If your organization would be to successfully handle cybersecurity risks, you want to understand what things to keep an eye out for.
That is where Verizon’s 2020 Data Breach Investigations Report comes from. Its yearlong investigation of the causes of information breach has shown the 6 most frequent methods organizations fall prey to.
We took a look at every one of these on this site and see which comes out on the top.
1. Criminal hacking
It should not be a surprise that criminal hacking is the most effective cause of information breaches since it is frequently required to run certain attacks. Malware and SQL injection, as an instance, are often only possible when criminal hacks into an organization’s system.
It is typically related to computer programming, but Verizon discovered that the most popular offender hacking technique included stolen credentials. This does not need any specialized knowledge. Crooks can buy the credentials on the darkened net, locate down them, crack them with a password-generating device or figure them.
After a cybercriminal includes a user’s login credentials, then they can execute any number of nefarious actions, but it typically boils down to extracting data to commit fraud or market on the darknet, or to establish additional attacks, such as phishing scams.
2. Social engineering
Verizon’s analysis found that nearly a quarter of information breaches are brought on by fraudsters only acting as they belong. You are likely aware of phishing, where cybercriminals send malicious emails that appear valid, but Verizon also emphasized the danger of financial pretexting.

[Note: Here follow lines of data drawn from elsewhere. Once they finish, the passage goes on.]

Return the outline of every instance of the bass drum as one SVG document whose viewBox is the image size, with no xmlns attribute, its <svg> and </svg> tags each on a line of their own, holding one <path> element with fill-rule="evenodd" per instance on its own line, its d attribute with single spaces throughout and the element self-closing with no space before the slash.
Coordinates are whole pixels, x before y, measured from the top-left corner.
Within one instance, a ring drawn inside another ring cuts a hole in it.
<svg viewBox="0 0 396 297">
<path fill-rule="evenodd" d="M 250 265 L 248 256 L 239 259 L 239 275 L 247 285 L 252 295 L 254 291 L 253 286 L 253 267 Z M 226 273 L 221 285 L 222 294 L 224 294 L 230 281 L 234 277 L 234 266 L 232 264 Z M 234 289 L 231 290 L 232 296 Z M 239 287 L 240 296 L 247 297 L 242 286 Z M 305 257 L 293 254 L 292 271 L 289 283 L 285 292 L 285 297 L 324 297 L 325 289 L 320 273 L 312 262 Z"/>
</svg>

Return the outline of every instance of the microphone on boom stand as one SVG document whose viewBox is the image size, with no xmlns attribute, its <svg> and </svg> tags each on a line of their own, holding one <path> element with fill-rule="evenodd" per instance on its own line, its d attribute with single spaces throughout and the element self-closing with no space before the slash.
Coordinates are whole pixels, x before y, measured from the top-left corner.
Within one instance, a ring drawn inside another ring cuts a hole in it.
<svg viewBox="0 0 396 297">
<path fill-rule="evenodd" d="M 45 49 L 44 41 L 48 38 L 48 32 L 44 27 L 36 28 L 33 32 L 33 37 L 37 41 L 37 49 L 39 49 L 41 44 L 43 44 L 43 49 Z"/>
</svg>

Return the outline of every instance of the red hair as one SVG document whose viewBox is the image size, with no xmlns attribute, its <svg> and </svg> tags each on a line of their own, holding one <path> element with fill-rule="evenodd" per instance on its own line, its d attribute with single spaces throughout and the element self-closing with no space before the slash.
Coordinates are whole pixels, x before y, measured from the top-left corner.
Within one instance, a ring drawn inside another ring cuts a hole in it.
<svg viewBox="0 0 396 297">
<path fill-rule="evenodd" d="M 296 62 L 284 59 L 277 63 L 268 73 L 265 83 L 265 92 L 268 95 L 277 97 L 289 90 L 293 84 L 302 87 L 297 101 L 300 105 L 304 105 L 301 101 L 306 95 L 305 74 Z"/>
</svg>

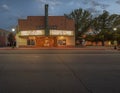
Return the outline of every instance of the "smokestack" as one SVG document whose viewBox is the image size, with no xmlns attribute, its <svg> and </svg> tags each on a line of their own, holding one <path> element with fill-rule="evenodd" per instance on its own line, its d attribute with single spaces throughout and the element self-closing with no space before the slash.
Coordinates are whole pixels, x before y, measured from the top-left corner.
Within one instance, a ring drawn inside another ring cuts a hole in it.
<svg viewBox="0 0 120 93">
<path fill-rule="evenodd" d="M 45 4 L 45 35 L 49 35 L 49 27 L 48 27 L 48 4 Z"/>
</svg>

Pretexting is very similar to phishing because crooks contact their aims under false pretenses to obtain their data (in this instance, financial information especially). But, protesters contact sufferers by telephone in addition to by email, and instead of replicating a valid organization’s site, they just ask that the target ship them their financial particulars.
Once they have that info, the crooks can perpetrate fraud, sell the information or contact a third party (like the victim’s bank or a provider the victim’s company functions with) requesting information in their history.
3. Human error
Breaches do not need to be brought on by someone acting maliciously. Verizon discovered more than one in five episodes was the effect of a mistake made by an employee.
The most common mistakes involved sensitive information that has been delivered to the incorrect individual. This may involve sending an email to the wrong individual, attaching the incorrect record, or committing a physical document to somebody who should not have access to this info.
The second most frequent cause of human mistake was misconfiguration, which generally entails leaving a database containing sensitive data online with no password limitations.
4. Physical actions
We have a tendency to consider information breaches as being a consequence of cybercrime, but Verizon discovered that a substantial number of incidents do not involve technology in any way.
Most bodily incidents involve the theft of all paperwork or devices such as notebooks, telephones, and storage apparatus. Workers are encouraged to operate at home or on the move, however, if they do not keep their eye on their resources, an opportunist crook might easily steal them.
Another major physical activity is card skimming. This is really where crooks add a device into account readers and ATMs to harvest payment card info.
Cybercriminals can utilize malware for numerous functions, however, Verizon’s report highlights a couple of notable types, such as RAM scrapers, which scan the memory of electronic devices to gather sensitive data. POS (point-of-sale) systems are especially vulnerable to RAM scraping.
The report also noted that the incidence of keyloggers, which catch the keys struck onto a computer keyboard. They are usually utilized to steal passwords and other sensitive info.
6. Unauthorized use
Organizations always overlook the danger their workers pose, however, Verizon discovered more than one in twelve statistics breaches are brought on by a member of staff using data improperly. There are two chief ways this occurs. The first is privilege abuse, where workers misuse information they have been granted valid access to.
This is not always for malicious intentions. The worker may have stumbled upon the data unintentionally, which may take place if the organization does not set up proper access controls.
Alternately, the worker might have disregarded access policies. This may happen when, as an instance, an employee changes a record without following the right procedure. The second common sort of urgency misuse is information mishandling.